Algerian President Bouteflika has not honored his pledge of media reform. (AFP/Fethi Belaid)
Algerian President Bouteflika has not honored his pledge of media reform. (AFP/Fethi Belaid)

In Algeria, new media law stifles free expression

New York, January 25, 2012–Algeria’s new media law falls short of President Abdelaziz Bouteflika’s promises of reform and also fails to meet international standards for freedom of expression, the Committee to Protect Journalists said today. 

The Algerian government has touted the media law, which went into effect on January 12, as a major step in the advancement of press freedom in the country, but local journalists and civil society activists believe it is still restrictive and are calling for its revision, news reports said. The new law, which replaces the country’s restrictive 1990 media law, was passed in December after Bouteflika pledged media reform in April.

Of the law’s 133 articles, at least 32 can be used to restrict coverage by stifling free expression, CPJ research shows. Several of the provisions are ambiguous and impose undue restrictions on access to information as well as heavy fines for violations of the law. Journalists are subject to fines of up to 500,000 Algerian dinars (US$6,706) and potential publication closures for defamation and other violations including publishing information on a preliminary criminal investigation and insulting a foreign head of state or diplomat, CPJ research shows. Under the 1990 law, journalists were punished with up to 10 years’ imprisonment for insulting or defaming the state.

Local journalists told CPJ that although the new law was a step in the right direction, it offered only cosmetic changes. Kamel Amarni, the secretary general of the Algerian National Syndicate of Journalists, said that even though the law contained some “positive clauses … it is overall quite restrictive and does not advance press freedom in Algeria but restricts it.”

“The government has not honored its pledge to introduce a press law that would expand the margin for expression and liberalize the media landscape,” said Mohamed Abdel Dayem, CPJ’s Middle East and North Africa program coordinator. “The new media law should be revised by the government, and the restrictive clauses should be amended to guarantee press freedom.”

The ambiguity created by vaguely defined terms under the new law can subject journalists and bloggers to unnecessary restrictions. “Media” is defined as any publication, broadcast, opinion letter, or idea expressed by any written, audio-visual, or electronic means, CPJ research shows.
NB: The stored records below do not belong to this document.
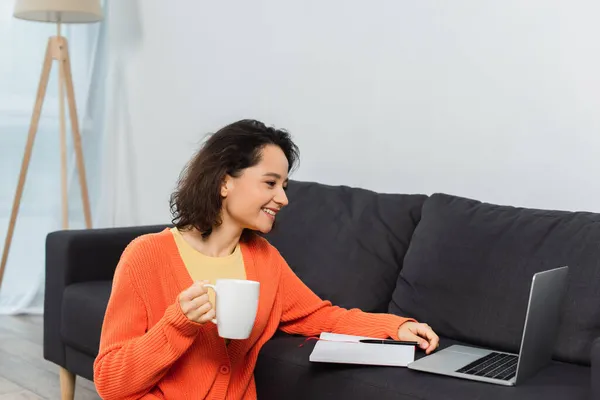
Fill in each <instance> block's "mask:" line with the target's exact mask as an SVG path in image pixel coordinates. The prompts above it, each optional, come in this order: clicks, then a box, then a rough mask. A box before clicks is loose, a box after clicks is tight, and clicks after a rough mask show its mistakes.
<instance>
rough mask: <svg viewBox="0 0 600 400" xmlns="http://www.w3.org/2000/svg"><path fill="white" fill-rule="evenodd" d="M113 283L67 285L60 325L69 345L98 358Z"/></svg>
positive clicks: (62, 309)
mask: <svg viewBox="0 0 600 400" xmlns="http://www.w3.org/2000/svg"><path fill="white" fill-rule="evenodd" d="M111 285H112V282H111V281H92V282H82V283H74V284H72V285H69V286H67V287H66V288H65V292H64V296H63V304H62V320H61V328H60V329H61V335H62V338H63V341H64V342H65V344H67V345H69V346H71V347H73V348H75V349H77V350H79V351H81V352H83V353H85V354H87V355H89V356H92V357H96V355H97V354H98V348H99V347H100V332H101V330H102V323H103V322H104V313H105V312H106V306H107V304H108V298H109V297H110V292H111Z"/></svg>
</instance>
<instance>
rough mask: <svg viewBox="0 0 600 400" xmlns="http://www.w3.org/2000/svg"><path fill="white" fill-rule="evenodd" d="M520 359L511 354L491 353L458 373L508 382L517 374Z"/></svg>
mask: <svg viewBox="0 0 600 400" xmlns="http://www.w3.org/2000/svg"><path fill="white" fill-rule="evenodd" d="M518 359H519V357H518V356H514V355H511V354H503V353H490V354H488V355H487V356H485V357H482V358H479V359H477V360H475V361H473V362H472V363H470V364H468V365H465V366H464V367H462V368H461V369H459V370H457V371H456V372H460V373H463V374H468V375H477V376H484V377H486V378H493V379H500V380H503V381H508V380H510V379H511V378H513V377H514V376H515V374H516V372H517V361H518Z"/></svg>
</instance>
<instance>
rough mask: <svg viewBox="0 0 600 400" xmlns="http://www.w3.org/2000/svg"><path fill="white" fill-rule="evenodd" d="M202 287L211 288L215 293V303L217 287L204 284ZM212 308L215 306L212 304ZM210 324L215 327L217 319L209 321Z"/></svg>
mask: <svg viewBox="0 0 600 400" xmlns="http://www.w3.org/2000/svg"><path fill="white" fill-rule="evenodd" d="M202 286H203V287H205V288H211V289H212V290H214V291H215V301H216V299H217V287H216V286H215V285H211V284H210V283H205V284H204V285H202ZM214 306H215V305H214V304H213V307H214ZM210 322H212V323H213V324H215V325H216V324H217V319H216V318H213V319H211V320H210Z"/></svg>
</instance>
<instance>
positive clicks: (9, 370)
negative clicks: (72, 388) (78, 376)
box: [0, 315, 100, 400]
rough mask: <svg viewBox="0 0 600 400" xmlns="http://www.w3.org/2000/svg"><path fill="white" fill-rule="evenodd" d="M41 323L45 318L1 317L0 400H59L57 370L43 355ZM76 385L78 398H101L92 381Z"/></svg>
mask: <svg viewBox="0 0 600 400" xmlns="http://www.w3.org/2000/svg"><path fill="white" fill-rule="evenodd" d="M42 322H43V317H42V316H32V315H23V316H6V315H0V400H13V399H14V400H33V399H35V400H39V399H48V400H50V399H52V400H55V399H60V383H59V379H58V367H57V366H56V365H55V364H53V363H51V362H49V361H46V360H44V358H43V356H42V354H43V353H42V344H43V341H42V337H43V328H42ZM76 382H77V386H76V389H75V399H77V400H92V399H93V400H98V399H100V397H99V396H98V394H97V393H96V389H95V387H94V383H93V382H90V381H88V380H87V379H84V378H81V377H77V380H76Z"/></svg>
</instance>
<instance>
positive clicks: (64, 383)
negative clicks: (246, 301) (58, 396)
mask: <svg viewBox="0 0 600 400" xmlns="http://www.w3.org/2000/svg"><path fill="white" fill-rule="evenodd" d="M60 397H61V400H73V399H74V398H75V374H74V373H72V372H71V371H69V370H67V369H65V368H63V367H60Z"/></svg>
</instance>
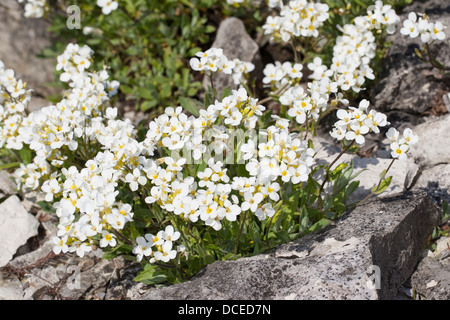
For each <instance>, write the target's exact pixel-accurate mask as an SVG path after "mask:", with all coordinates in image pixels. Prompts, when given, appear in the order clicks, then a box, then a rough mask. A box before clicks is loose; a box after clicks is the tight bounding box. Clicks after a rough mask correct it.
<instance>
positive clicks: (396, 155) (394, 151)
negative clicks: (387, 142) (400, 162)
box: [391, 142, 409, 161]
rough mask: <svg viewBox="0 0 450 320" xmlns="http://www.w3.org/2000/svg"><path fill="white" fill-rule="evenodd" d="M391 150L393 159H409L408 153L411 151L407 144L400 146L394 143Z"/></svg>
mask: <svg viewBox="0 0 450 320" xmlns="http://www.w3.org/2000/svg"><path fill="white" fill-rule="evenodd" d="M391 150H392V151H391V156H392V158H394V159H399V160H401V161H405V160H406V159H407V155H406V153H407V152H408V150H409V146H408V145H407V144H398V143H397V142H393V143H391Z"/></svg>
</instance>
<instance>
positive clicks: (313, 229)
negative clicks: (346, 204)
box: [308, 218, 331, 233]
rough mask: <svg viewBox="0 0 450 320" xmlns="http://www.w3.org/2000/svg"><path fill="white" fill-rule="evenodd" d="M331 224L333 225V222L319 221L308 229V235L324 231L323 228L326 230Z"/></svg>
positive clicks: (329, 220)
mask: <svg viewBox="0 0 450 320" xmlns="http://www.w3.org/2000/svg"><path fill="white" fill-rule="evenodd" d="M330 223H331V220H328V219H325V218H323V219H321V220H319V221H317V222H316V223H314V224H313V225H312V226H311V228H309V229H308V233H309V232H315V231H319V230H322V229H323V228H325V227H326V226H327V225H329V224H330Z"/></svg>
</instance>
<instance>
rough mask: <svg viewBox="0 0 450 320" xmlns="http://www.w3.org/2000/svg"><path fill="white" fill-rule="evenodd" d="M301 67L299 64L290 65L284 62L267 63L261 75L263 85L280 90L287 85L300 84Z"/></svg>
mask: <svg viewBox="0 0 450 320" xmlns="http://www.w3.org/2000/svg"><path fill="white" fill-rule="evenodd" d="M302 70H303V65H302V64H300V63H292V62H290V61H286V62H284V63H281V62H279V61H275V63H268V64H266V65H265V67H264V70H263V73H264V78H263V80H262V81H263V83H264V84H265V85H267V86H270V87H272V88H274V90H276V89H280V88H282V87H285V86H287V85H293V84H297V83H299V82H300V80H301V79H302V77H303V73H302Z"/></svg>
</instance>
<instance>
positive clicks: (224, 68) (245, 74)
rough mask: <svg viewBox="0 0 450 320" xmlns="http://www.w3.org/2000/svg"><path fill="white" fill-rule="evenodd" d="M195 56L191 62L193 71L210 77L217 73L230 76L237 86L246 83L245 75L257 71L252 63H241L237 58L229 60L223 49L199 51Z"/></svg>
mask: <svg viewBox="0 0 450 320" xmlns="http://www.w3.org/2000/svg"><path fill="white" fill-rule="evenodd" d="M195 56H196V57H194V58H191V60H190V65H191V68H192V70H194V71H200V72H203V73H205V74H206V75H208V76H212V75H213V74H214V73H217V72H223V73H225V74H230V75H231V76H232V79H233V82H234V84H236V85H239V84H242V83H243V82H245V75H246V74H249V73H250V72H252V71H253V70H254V69H255V65H254V64H253V63H251V62H247V61H241V60H240V59H237V58H236V59H233V60H229V59H228V58H227V57H226V56H225V55H224V53H223V49H221V48H210V49H208V50H206V51H205V52H202V51H199V52H197V53H196V54H195Z"/></svg>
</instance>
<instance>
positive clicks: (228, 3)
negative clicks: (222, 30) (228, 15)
mask: <svg viewBox="0 0 450 320" xmlns="http://www.w3.org/2000/svg"><path fill="white" fill-rule="evenodd" d="M244 2H245V0H227V3H228V4H231V5H234V6H239V5H241V4H242V3H244Z"/></svg>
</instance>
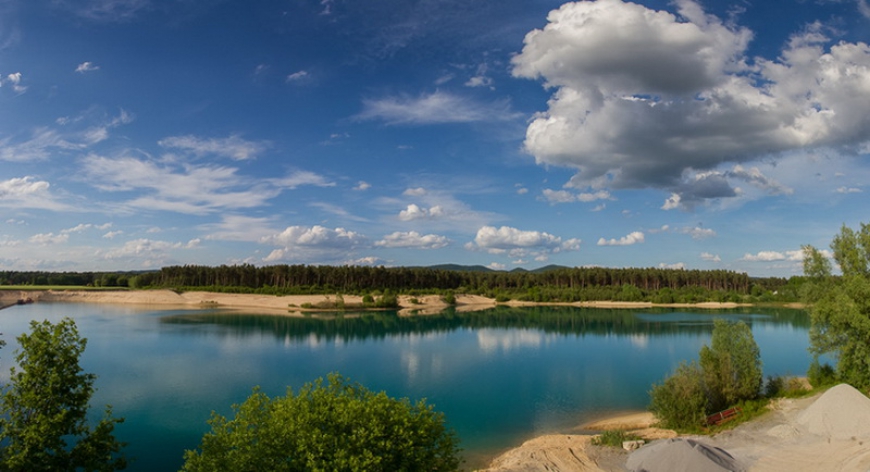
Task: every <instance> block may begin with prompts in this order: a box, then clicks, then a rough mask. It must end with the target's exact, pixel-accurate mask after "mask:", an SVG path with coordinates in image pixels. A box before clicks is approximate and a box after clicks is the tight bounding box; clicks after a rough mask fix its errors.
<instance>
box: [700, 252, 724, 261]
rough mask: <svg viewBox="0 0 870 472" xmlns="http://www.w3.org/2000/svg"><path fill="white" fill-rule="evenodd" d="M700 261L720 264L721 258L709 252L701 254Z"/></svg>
mask: <svg viewBox="0 0 870 472" xmlns="http://www.w3.org/2000/svg"><path fill="white" fill-rule="evenodd" d="M701 259H702V260H705V261H710V262H722V258H720V257H719V255H718V254H710V253H709V252H702V253H701Z"/></svg>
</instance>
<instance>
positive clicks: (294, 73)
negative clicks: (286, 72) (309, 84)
mask: <svg viewBox="0 0 870 472" xmlns="http://www.w3.org/2000/svg"><path fill="white" fill-rule="evenodd" d="M310 79H311V74H309V73H308V71H304V70H300V71H298V72H294V73H292V74H290V75H288V76H287V83H296V84H299V83H303V82H307V81H308V80H310Z"/></svg>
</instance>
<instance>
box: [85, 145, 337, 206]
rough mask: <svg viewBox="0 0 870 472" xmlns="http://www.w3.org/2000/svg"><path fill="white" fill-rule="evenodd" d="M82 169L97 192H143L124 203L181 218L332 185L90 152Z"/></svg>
mask: <svg viewBox="0 0 870 472" xmlns="http://www.w3.org/2000/svg"><path fill="white" fill-rule="evenodd" d="M82 166H83V171H84V173H85V175H86V176H87V177H88V179H89V180H90V182H91V184H92V185H93V186H94V187H96V188H99V189H100V190H104V191H110V192H130V191H138V192H140V193H142V192H145V193H144V194H141V195H140V196H137V197H135V198H133V199H132V200H129V201H126V202H124V205H126V206H130V207H136V208H144V209H147V210H163V211H174V212H178V213H187V214H207V213H212V212H216V211H220V210H226V209H241V208H255V207H258V206H262V205H264V204H265V202H266V201H268V200H270V199H272V198H274V197H276V196H278V195H279V194H280V193H281V192H282V191H283V190H286V189H292V188H295V187H297V186H299V185H319V186H328V185H332V184H330V183H328V182H326V180H325V179H323V178H322V177H320V176H318V175H316V174H313V173H311V172H296V173H294V174H291V175H289V176H287V177H285V178H278V179H268V180H264V181H257V180H254V179H251V178H247V177H245V176H242V175H239V174H238V169H237V168H234V167H225V166H217V165H184V166H173V165H171V164H164V163H157V162H153V161H151V160H146V159H138V158H134V157H126V156H122V157H116V158H108V157H102V156H98V155H95V154H90V155H88V156H86V157H85V158H84V159H82Z"/></svg>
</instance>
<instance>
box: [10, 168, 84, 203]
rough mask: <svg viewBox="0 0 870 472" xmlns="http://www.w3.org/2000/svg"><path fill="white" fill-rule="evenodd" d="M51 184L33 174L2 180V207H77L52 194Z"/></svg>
mask: <svg viewBox="0 0 870 472" xmlns="http://www.w3.org/2000/svg"><path fill="white" fill-rule="evenodd" d="M50 187H51V184H49V183H48V182H46V181H44V180H36V179H35V178H34V177H32V176H25V177H14V178H11V179H8V180H0V207H5V208H37V209H46V210H57V211H74V210H76V209H77V208H76V207H73V206H71V205H69V204H67V203H63V202H62V201H61V200H60V199H58V198H56V197H55V196H54V195H52V193H51V191H50Z"/></svg>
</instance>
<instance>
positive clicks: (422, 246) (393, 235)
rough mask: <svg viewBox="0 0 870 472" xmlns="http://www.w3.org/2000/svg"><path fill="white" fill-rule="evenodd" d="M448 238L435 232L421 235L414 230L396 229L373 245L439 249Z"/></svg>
mask: <svg viewBox="0 0 870 472" xmlns="http://www.w3.org/2000/svg"><path fill="white" fill-rule="evenodd" d="M449 243H450V240H449V239H447V237H445V236H439V235H437V234H427V235H421V234H420V233H418V232H416V231H408V232H401V231H396V232H394V233H392V234H388V235H387V236H384V238H383V239H381V240H380V241H376V242H375V246H378V247H383V248H416V249H440V248H442V247H445V246H447V245H448V244H449Z"/></svg>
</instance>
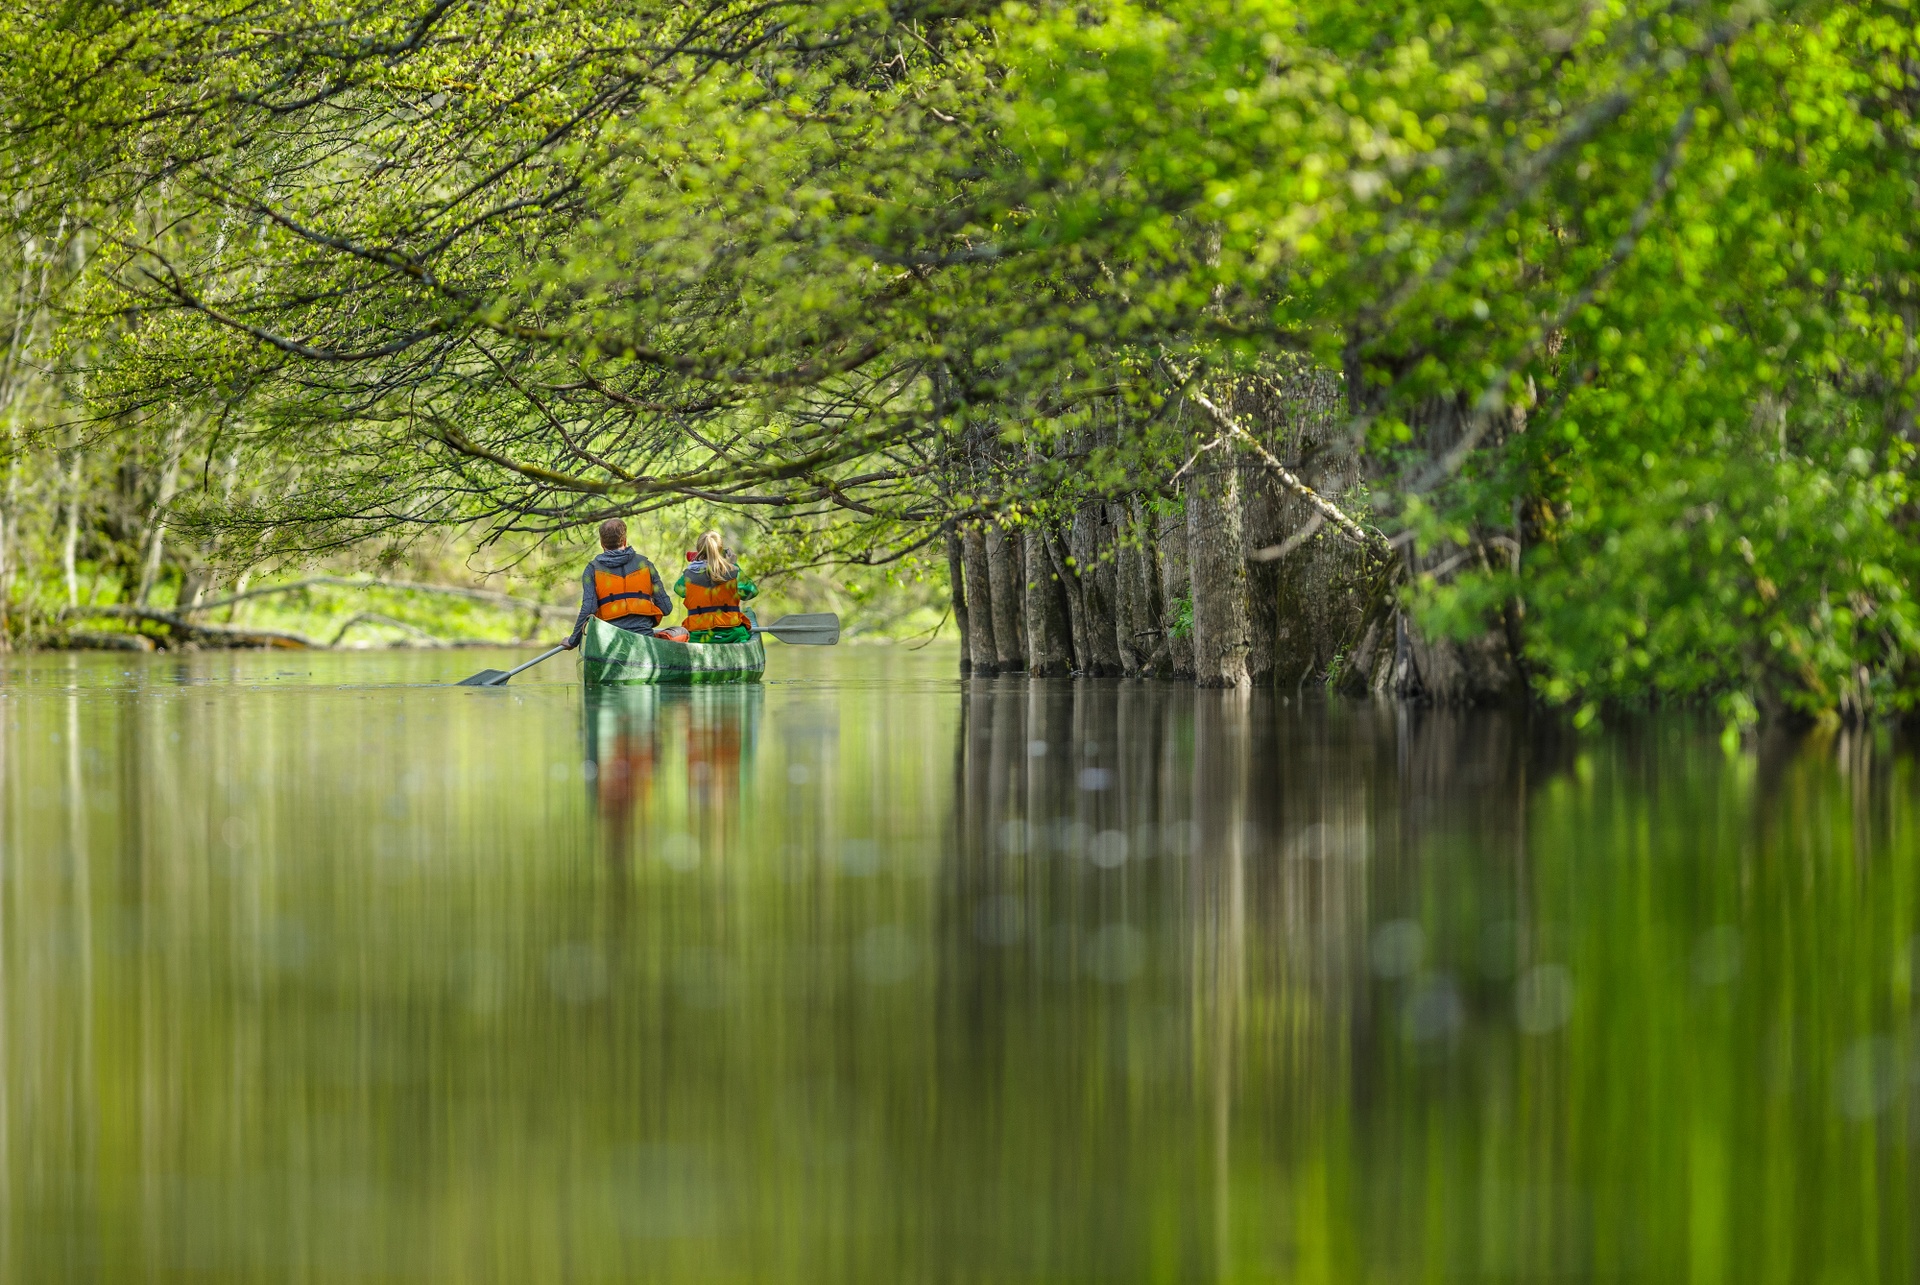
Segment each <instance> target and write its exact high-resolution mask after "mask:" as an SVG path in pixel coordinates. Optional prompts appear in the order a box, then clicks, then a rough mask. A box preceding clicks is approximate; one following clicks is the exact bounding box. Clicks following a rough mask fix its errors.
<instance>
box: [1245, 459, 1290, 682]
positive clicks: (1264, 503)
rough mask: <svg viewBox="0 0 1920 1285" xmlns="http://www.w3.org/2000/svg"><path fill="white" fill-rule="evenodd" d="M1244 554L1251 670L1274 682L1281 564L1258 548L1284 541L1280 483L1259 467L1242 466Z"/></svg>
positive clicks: (1247, 647)
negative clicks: (1275, 641) (1273, 680)
mask: <svg viewBox="0 0 1920 1285" xmlns="http://www.w3.org/2000/svg"><path fill="white" fill-rule="evenodd" d="M1238 488H1240V555H1242V557H1244V559H1248V561H1246V676H1248V678H1250V680H1252V682H1254V686H1260V688H1265V686H1271V684H1273V643H1275V632H1277V628H1279V609H1281V570H1279V567H1277V565H1275V563H1271V561H1254V557H1252V555H1254V553H1258V551H1260V549H1265V547H1269V546H1273V544H1279V542H1281V496H1279V486H1275V482H1273V480H1271V478H1269V476H1265V473H1261V471H1256V469H1242V471H1240V478H1238Z"/></svg>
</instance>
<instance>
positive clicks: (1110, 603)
mask: <svg viewBox="0 0 1920 1285" xmlns="http://www.w3.org/2000/svg"><path fill="white" fill-rule="evenodd" d="M1100 509H1102V505H1100V503H1098V501H1091V503H1083V505H1081V507H1079V511H1077V513H1075V515H1073V526H1071V532H1069V534H1068V547H1069V549H1071V553H1073V569H1075V570H1077V572H1079V584H1081V617H1083V622H1085V630H1087V657H1085V659H1083V661H1081V672H1085V674H1094V676H1100V678H1112V676H1116V674H1119V672H1121V670H1119V642H1117V622H1116V615H1114V569H1112V563H1110V561H1106V559H1102V553H1106V551H1108V544H1106V540H1104V536H1106V534H1108V532H1106V530H1104V522H1102V521H1100V517H1102V513H1100Z"/></svg>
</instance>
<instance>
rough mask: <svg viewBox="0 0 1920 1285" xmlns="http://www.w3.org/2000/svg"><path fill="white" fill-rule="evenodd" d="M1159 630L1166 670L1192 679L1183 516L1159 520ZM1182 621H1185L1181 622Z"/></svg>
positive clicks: (1172, 673) (1193, 638) (1177, 516)
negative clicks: (1159, 580) (1162, 643)
mask: <svg viewBox="0 0 1920 1285" xmlns="http://www.w3.org/2000/svg"><path fill="white" fill-rule="evenodd" d="M1158 553H1160V628H1162V632H1164V638H1165V640H1167V670H1169V672H1171V674H1173V676H1175V678H1192V676H1194V638H1192V607H1194V599H1192V594H1194V590H1192V576H1188V574H1187V513H1185V505H1183V509H1181V511H1177V513H1164V515H1162V517H1160V549H1158ZM1183 617H1185V618H1183Z"/></svg>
The law also says that media personnel can operate freely but must respect the “Islamic faith and all religions,” “national identity and cultural values of society,” “national sovereignty and unity,” “requirements of state security and defense,” “requirements of public order,” and “economic interests,” among other broadly defined terms.

The new law also places undue restrictions on media ownership and management, stating that any director of a periodical publication must have at least 10 years of media experience in periodical publications, which was not required under the country’s 1990 law. In addition, the new law still considers off-limits the vaguely defined areas included in the old law, among them “news [negatively] affecting foreign policy and economic interests” and “investigative and judicial secrets,” CPJ research shows.

Although the new legislation passed with a majority vote in both houses, members of the lower chamber of parliament from the opposition Al-Nahda party walked out in protest, according to news reports. A group of journalists also staged a protest outside parliament on voting day, calling for a reconsideration of the law, Al-Jazeera reported.